Ich nehm hier einfach mal ein ähnliches Beispiel, damit ich euch mit Fachlichkeiten verschonen kann. Sagen wir ich will Foren, Threads und Posts modellieren. 


Dabei Ist jedes Forum ein RoundedRectangle mit div Labels und u.a. einem Compartment für Threads. 
In dieses Compartment lassen sich dann wiederum Threads legen.

Ein Thread ist einem Forum von der Darstellung sehr ähnlich. Wieder Labels und ein Compartment für Posts.
Dem Compartment kann man Posts hinzufügen.

Jedes Post ist wiederum ein Rectangle mit 'nem Label und kann zusätzlich verbindungen zu andern Posts haben (hmm hier hinkt das Foren Beispiel eventuell, aber es braucht auf jeden Fall Connections zu anderen Posts.)


Das alles ließ sich mit GMF wunderbar einfach modellieren und funktioniert gut. Was allerdings die Layouts angeht, stehe ich total auf dem Schlauch. Ich kann zwar Layouts für die Rechtecke bestimmen, die die Anordnung der Labels beeinflussen, aber ich kann nicht die Layouts der Compartments verändern. 

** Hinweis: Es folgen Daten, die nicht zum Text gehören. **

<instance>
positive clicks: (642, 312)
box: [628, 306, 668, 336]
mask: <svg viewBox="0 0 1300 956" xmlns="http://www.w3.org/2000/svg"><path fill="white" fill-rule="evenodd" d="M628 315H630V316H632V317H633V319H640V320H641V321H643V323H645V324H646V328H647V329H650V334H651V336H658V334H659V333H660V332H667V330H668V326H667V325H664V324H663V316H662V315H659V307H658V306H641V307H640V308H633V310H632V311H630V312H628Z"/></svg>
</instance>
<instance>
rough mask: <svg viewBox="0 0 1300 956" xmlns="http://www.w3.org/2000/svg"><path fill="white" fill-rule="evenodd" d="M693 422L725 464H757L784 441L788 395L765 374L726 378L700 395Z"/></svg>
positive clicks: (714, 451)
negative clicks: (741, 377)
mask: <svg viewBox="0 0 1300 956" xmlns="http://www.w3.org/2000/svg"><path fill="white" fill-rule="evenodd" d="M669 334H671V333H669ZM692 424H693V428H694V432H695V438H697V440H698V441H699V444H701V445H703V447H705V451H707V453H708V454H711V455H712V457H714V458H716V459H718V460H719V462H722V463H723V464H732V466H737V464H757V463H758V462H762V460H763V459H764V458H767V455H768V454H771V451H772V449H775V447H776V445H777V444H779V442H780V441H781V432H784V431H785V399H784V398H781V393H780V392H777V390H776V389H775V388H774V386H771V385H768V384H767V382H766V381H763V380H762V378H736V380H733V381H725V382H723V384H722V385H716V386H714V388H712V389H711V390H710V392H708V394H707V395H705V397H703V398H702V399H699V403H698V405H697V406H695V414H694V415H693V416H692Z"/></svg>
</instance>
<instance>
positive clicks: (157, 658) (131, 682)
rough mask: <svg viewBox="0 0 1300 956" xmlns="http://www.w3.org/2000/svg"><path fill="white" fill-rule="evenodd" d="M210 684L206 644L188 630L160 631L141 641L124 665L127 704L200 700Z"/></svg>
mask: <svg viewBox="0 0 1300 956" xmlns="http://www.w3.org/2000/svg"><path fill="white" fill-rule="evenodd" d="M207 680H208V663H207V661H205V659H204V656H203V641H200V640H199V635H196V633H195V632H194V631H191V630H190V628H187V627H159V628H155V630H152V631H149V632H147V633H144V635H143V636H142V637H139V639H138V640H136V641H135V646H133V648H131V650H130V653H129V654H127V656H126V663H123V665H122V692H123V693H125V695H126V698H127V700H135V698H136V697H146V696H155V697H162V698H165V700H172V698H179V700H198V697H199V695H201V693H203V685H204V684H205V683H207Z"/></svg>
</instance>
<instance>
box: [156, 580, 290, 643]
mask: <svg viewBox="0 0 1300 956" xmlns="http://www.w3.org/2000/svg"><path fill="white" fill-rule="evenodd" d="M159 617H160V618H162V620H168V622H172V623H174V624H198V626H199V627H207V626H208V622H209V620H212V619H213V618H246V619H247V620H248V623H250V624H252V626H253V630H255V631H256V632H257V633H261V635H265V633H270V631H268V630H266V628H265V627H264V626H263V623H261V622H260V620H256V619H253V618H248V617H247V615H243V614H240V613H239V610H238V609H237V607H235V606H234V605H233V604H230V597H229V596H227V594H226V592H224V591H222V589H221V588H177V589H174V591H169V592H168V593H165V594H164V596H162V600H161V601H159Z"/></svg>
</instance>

Arbeite ich ohne die Compartments und sage ich Modelliere nur Posts als Root Elemente, dann kann ich sie frei in meinem Editor platzieren. Auch meine Threads in jedem einzelnen Forum kann ich einfach hin und her schieben. Meine Posts aber sind wie durch Magie erzwungener Maßen unter einander angeordnet. Auch wenn ich sie anwähle kann ich zwar den Inhalt der Labels ändern, aber bekomme keine Möglichkeit zu resizen oder sie zu verschieben.

Um die Connections ordentlich darstellen zu können, wäre es aber grade hier unglaublich wichtig beide Dimensionen ausnutzen zu können. Gerade Connections von A nach B sind sonst überhaupt licht lesbar. Außerdem sehe ich keinen Grund wieso das nicht gehen sollte. Geht ja auch beim Thread-Compartment des Forum-Rechtecks.


Ich wäre echt dankbar, wenn ihr mir sagen könntet, wo ich das Layout eines Compartments beeinflussen kann, oder woher das unterschiedliche Verhalten von quasi identisch definierten Forum->Thread und Thread->Post containments kommen kann.

PS: Bisher habe ich versucht alles über die GMF Tools zu lösen, da ich so spät wie möglich (am besten im diagram Projekt nie, eigene Änderungen am Code machen will, damit man für spätere Versionen einfach nur neu Generieren muss). Wenn ich dafür selbst an den generierten Code ran muss, würde das erklären, wieso ich bisher absolut nichts finden konnte. Trotzdem wäre es erstmal liebe alle Infos im Mapping oder gmfgen unter zu bringen.

PPS: Irgendwie habe ich das dumpfe Gefühl eine wichtige Info vergessen zu haben, sodass mein Post hier wenig Sinn macht. Wenn dem so ist, sagt Bescheid.


----------



## Wildcard (21. Jul 2008)

Compartments unterstützen per Default erstmal 2 Layouts:
ListLayout (ConstrainedToolbarLayout) und XYLayout. Alles andere muss man selbst im Code erledigen.
In deinem Fall also wohl das XYLayout. Dazu musst du in die gmfgen, das Compartment auswählen, und ListLayout auf 'false' stellen.


----------



## BjörnBu (21. Jul 2008)

Wow, danke! Problem gelöst. Wenn ich dran deke, dass ich jetzt über 10Stunden mit dem Layout der übergeorneten Elements rumgespielt hab, weil ich in der gmfgraph keine Möglichkeit bei den Compartments gefunden habe, könnte ich heulen.

Aber vielen dank für den Hinweis mit der gmfgen!


----------



## Wildcard (21. Jul 2008)

*Postmortem verschieb und Haken setz*


----------